Istilah “ego pria” telah banyak dilemparkan dalam wacana populer, sering kali tanpa definisi yang jelas. Untuk memahami bagaimana ego pria membentuk perilaku dan pikiran mereka, kita harus memperhatikan cara pembentukannya secara sosial. Dengan kata lain, kebanyakan dari yang kita anggap sebagai “ego pria” berdasarkan pada asumsi lama dan stereotip tentang maskulinitas dan kejantanan yang memiliki makna sosial dan sebagian besar telah terintegrasi dalam diri kebanyakan pria secara tidak sadar.

Bagian 1
Bagian 1 dari 3:

Memahami Hubungan antara Diri Pribadi dan Masyarakat

Unduh PDF
  1. Dari studi psikolog dan psikoterapis di akhir abad ke-19 dan awal abad ke-20, ego dapat diartikan sebagai diri pribadi.

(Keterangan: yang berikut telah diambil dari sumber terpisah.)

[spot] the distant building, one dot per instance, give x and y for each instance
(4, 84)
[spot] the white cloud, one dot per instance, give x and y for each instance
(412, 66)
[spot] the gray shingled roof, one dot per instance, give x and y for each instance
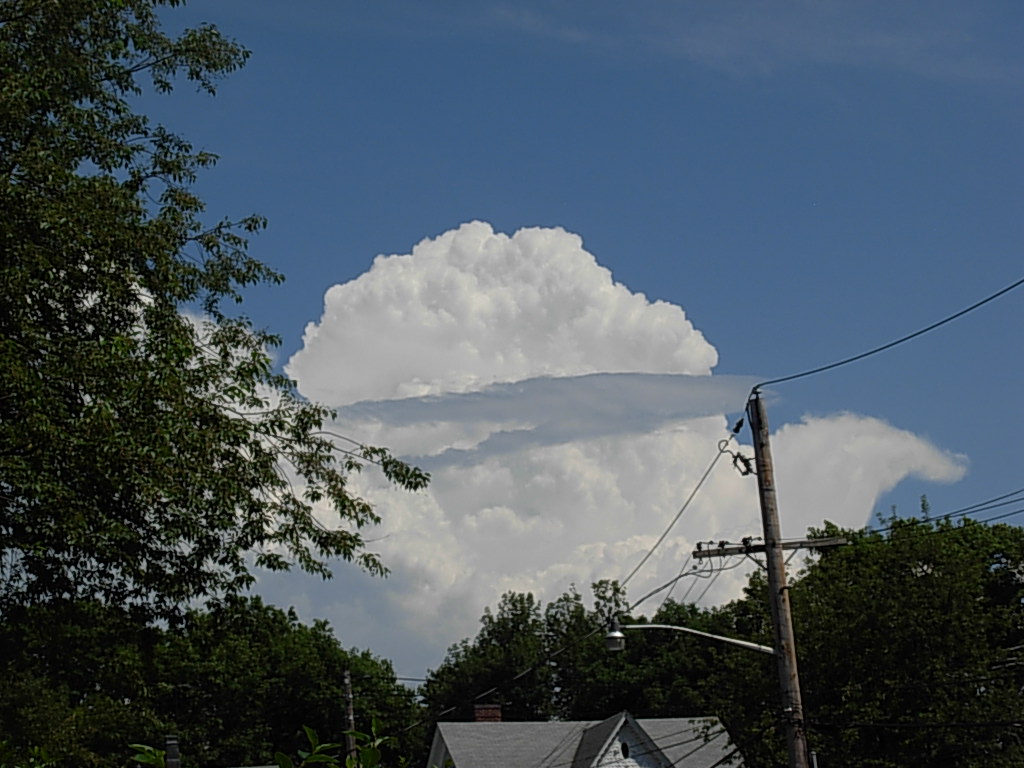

Dalam bahasa Latin, “ego” berarti “aku”. [1] Ego adalah bagian dari pikiran yang bertanggung jawab untuk berperan sebagai “mediator” antara kekuatan dan dorongan superego (diri kita yang sadar dan ideal) dan id (bagian yang bertanggung jawab untuk memenuhi kebutuhan dasar). Ego beroperasi dalam realitas, dan juga bertanggung jawab sebagai perantara kebutuhan kita dan cara memenuhinya dalam lingkungan kita sendiri. Ego menjaga hubungan dengan orang lain, mendamaikan dorongan id dan superego dengan dunia luar. Banyak psikolog memiliki teori ego sendiri yang didasarkan pada penjelasan Sigmund Freud tentang ego. [2]
    • Dengan kata lain, ego pria bukan hanya refleksi dari diri pribadi, tetapi juga definisi budaya tentang maskulinitas dan gagasan tentang bagaimana pria seharusnya berpikir dan bertindak. Oleh karena itu, identitas pria dibentuk oleh pengaruh sosial. Bagaimanapun juga, manusia adalah makhluk sosial. [3]
  2. Dalam upaya memahami ego pria, kita harus memahami bahwa peran gender berkembang dan berfungsi dalam masyarakat. Peran gender membentuk cara orang berpikir dan berperilaku. Peran gender adalah serangkaian keyakinan dan tindakan yang berkembang dalam konteks budaya spesifik dan diasosiasikan dengan jenis kelamin tertentu (pria atau wanita). Peran tersebut membantu membedakan antara kedua jenis kelamin sehingga ada perbedaan dalam cara memandang pria dan wanita. Dengan memiliki peran gender spesifik tersebut, beberapa individu dapat berfungsi lebih baik dalam konteks sosial tertentu sementara yang lain kesulitan. [4]
    • Untuk memahami ego pria, Anda harus memahami bahwa masyarakat membentuk harapan pria tentang diri mereka sendiri. Ini penting karena banyak pria telah mengembangkan cara-cara menghadapi tuntutan sosial tersebut. Dalam banyak kasus, pria bahkan tidak menyadari bagaimana pengaruh masyarakat atas diri mereka. Misalnya, sebagian besar pria tidak benar-benar mengetahui bagaimana mereka bisa menjadi penggemar olahraga atau berpikir bahwa biru, hijau, dan abu-abu adalah warna laki-laki sementara merah muda dan ungu adalah warna perempuan.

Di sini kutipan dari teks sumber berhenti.